Alise has six children, five of whom she knows. Her 15-year-old twins live in Sacramento with their father, and volunteered this summer at Loaves & Fishes. Alise camps on the banks of the Sacramento River in a secluded forest with her dog, Chopper. Chopper is her protection and companion. I know better than to get near Chopper unless Alise has a firm grip on his collar. It's rough out on the river. Last night, Alise heard a terrible thud from something falling off the highway bridge near her. She grabbed Chopper as he went to investigate, when she realized it was a woman's body. "It freaked me out," she said, "I'll never forget that sound."
Currently Alise works part time for Loaves & Fishes stamping lunch tickets as the ticket numbers are called. She's worked for Loaves from time to time for four years. Though she doesn't make a lot of money, Alise says, "At least I'm not sitting on the street corner selling dope anymore." She admits that drugs were a part of her life and showed me the needle marks on her arm to prove it. I also noticed the scars from the past where she's intentionally cut herself, and the colorful tattoos down her forearm that disguise what is there. She's backed way off the drugs in recent years. I asked her what changed and she said she doesn't have the strength to continue the lifestyle. It's a lot of work to live that way. She's mellowed a lot over the years. She says she still yells at people, but has to watch it since now she works at Loaves.
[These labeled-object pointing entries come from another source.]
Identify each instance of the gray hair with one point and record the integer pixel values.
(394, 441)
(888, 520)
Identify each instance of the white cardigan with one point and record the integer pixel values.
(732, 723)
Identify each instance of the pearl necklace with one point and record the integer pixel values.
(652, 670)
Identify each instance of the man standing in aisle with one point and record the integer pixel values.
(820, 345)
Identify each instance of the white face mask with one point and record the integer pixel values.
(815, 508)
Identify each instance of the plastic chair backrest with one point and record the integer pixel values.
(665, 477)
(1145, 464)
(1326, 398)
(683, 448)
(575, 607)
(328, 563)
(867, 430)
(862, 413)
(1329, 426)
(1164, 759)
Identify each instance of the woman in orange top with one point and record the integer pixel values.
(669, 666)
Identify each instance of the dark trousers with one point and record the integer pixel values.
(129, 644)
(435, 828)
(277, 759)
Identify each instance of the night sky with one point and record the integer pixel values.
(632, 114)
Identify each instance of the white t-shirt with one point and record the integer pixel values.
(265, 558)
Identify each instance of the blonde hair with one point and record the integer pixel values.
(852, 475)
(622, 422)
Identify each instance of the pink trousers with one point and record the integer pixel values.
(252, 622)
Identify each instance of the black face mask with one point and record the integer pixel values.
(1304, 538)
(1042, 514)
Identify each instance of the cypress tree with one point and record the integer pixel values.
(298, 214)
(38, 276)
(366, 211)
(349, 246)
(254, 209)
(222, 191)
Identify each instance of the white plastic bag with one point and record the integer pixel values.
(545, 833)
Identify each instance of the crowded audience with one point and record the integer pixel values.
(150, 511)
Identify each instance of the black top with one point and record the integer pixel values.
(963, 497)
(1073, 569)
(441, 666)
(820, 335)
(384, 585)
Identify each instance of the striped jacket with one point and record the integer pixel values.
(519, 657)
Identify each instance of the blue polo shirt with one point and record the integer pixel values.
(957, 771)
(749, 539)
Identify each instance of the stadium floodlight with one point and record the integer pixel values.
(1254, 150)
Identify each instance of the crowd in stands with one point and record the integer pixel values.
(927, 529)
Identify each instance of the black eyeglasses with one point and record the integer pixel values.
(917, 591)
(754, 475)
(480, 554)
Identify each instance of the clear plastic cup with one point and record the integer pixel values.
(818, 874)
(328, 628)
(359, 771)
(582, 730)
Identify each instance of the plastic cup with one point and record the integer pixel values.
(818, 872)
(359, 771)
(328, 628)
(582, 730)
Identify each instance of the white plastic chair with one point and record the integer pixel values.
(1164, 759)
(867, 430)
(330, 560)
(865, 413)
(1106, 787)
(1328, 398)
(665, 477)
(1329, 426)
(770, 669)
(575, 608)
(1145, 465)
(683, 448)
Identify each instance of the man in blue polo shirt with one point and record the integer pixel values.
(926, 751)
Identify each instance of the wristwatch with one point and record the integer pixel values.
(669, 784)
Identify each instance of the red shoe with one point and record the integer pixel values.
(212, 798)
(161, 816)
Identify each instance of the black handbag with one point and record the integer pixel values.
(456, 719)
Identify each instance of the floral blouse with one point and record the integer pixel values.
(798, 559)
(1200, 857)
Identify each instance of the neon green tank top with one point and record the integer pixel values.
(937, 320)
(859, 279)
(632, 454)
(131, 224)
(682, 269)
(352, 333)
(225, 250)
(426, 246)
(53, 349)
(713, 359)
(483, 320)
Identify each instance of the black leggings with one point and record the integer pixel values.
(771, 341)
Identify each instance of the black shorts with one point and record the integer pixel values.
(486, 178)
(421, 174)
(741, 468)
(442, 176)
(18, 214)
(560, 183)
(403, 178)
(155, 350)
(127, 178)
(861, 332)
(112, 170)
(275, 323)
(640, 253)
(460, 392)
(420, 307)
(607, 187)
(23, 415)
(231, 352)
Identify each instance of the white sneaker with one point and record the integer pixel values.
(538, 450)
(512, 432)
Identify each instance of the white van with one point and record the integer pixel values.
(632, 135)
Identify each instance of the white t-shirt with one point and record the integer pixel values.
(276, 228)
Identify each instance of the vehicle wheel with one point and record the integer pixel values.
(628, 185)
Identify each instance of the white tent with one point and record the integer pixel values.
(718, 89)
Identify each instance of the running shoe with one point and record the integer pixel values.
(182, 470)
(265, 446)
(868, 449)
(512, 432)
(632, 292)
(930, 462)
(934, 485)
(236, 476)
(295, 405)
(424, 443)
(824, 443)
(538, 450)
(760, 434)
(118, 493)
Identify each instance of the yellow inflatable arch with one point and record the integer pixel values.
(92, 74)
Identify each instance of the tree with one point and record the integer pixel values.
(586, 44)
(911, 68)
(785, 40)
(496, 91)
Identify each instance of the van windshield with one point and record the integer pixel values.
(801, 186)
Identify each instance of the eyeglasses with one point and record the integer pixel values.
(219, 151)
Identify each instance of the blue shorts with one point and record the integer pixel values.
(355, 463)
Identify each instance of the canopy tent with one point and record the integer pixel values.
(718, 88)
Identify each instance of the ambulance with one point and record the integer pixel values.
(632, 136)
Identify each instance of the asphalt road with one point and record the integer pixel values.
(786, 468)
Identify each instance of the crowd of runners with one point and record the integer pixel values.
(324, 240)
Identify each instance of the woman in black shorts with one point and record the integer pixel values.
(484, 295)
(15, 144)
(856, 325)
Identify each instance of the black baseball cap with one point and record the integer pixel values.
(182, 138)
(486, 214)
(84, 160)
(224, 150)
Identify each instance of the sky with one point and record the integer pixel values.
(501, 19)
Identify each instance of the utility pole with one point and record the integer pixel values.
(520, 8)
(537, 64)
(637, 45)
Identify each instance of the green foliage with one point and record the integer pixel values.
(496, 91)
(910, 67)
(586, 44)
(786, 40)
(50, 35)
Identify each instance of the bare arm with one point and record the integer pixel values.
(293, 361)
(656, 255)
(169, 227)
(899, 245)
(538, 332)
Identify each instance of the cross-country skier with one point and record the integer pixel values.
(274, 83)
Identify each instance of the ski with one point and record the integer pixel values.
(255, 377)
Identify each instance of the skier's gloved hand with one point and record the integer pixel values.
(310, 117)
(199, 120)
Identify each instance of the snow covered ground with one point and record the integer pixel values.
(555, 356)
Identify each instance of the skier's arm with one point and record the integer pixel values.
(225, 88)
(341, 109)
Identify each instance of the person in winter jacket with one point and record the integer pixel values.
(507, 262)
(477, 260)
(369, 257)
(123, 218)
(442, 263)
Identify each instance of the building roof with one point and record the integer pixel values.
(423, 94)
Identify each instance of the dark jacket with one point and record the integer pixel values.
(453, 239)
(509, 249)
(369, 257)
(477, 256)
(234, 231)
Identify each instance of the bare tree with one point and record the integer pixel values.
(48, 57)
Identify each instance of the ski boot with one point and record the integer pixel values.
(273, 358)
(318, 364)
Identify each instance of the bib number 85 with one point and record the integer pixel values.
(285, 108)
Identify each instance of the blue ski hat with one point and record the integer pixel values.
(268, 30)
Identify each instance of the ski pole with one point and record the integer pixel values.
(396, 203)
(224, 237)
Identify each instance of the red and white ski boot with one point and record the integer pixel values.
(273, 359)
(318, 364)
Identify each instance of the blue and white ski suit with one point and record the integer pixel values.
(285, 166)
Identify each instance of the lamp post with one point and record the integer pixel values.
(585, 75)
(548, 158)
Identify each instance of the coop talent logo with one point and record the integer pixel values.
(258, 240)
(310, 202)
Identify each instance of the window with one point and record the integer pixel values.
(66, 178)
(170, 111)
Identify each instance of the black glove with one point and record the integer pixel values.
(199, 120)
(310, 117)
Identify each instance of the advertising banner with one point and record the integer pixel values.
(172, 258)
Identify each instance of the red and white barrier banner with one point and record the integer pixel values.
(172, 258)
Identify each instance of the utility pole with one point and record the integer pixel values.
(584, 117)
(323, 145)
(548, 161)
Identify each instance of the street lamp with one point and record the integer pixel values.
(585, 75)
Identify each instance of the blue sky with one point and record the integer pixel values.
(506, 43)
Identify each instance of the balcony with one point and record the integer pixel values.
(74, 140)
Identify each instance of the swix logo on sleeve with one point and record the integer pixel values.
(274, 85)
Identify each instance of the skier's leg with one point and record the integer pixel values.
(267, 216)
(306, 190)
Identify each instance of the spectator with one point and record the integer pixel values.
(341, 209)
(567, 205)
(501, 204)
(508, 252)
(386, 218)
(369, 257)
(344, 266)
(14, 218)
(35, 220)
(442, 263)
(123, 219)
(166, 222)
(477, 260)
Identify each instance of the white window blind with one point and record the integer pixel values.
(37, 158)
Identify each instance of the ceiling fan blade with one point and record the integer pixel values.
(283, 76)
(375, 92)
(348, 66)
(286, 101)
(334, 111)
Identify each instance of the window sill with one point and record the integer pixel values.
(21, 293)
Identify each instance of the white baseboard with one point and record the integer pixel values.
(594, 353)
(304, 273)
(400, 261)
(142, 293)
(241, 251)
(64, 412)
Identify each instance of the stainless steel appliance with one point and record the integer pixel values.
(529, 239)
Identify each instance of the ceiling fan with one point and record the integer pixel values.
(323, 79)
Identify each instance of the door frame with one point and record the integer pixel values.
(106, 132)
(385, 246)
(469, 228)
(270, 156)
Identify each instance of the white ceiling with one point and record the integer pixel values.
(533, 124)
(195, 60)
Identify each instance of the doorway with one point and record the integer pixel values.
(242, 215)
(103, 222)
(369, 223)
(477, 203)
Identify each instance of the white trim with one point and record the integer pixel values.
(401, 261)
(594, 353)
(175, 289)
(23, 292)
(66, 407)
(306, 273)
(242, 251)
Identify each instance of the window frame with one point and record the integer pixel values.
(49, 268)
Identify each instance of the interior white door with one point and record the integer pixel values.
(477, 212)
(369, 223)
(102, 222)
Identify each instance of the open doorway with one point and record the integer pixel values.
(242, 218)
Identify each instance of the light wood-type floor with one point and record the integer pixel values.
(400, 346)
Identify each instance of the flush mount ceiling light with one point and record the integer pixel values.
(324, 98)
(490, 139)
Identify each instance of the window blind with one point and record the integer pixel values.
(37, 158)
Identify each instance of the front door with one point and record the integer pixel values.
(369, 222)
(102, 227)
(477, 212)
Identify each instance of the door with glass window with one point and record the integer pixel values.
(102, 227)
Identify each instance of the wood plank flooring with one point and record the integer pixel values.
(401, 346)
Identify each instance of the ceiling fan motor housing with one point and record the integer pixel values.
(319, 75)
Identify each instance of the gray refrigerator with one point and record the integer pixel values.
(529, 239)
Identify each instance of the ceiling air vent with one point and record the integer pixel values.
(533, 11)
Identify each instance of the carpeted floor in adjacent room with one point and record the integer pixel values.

Alise has a golden heart that shines even more than her golden hair. When a friend dies, Alise carries the large spray of flowers from the Friendship Park memorial service out to the river, where friends hold their own private celebration. Many of her friends and campmates have died over the years. The last one was a suicide and Alise brought a large cross woven from vines and branches to the Friendship Park service and placed it in the memorial wall fountain pool. She rarely attends and never speaks at the services because it is just too difficult.
I asked Alise what she would say to people about homelessness. "People think we're scum. Get over it. We are all just the same," she said. "Whenever you are judging a book by its cover, open it up and read it – at least the first two chapters."
Recently Alise was a bridesmaid in a wedding I officiated at Loaves & Fishes for another formerly homeless worker and his fiancée. Alise, who never wears dresses or fixes herself up, found a dress for the occasion but could not find appropriate shoes. So she made the other women in the wedding, including me, agree to go barefoot with her, but I forgot. "Hey, you have shoes on," barked Alise. I immediately took off my high-heeled boots (it was winter) and stood in my stocking feet on the concrete floor as I officiated the ceremony. If you say you are going to do something, you do it. We stood in solidarity together, a shoeless bridal party.
Today Alise doesn't snarl or call me a crazy f---ing pastor when we see each other in Friendship Park or in a crowded dining room at the church community breakfast. Over the noise and confusion she calls out, "I love you!" And I respond, "I love you too, Alise!"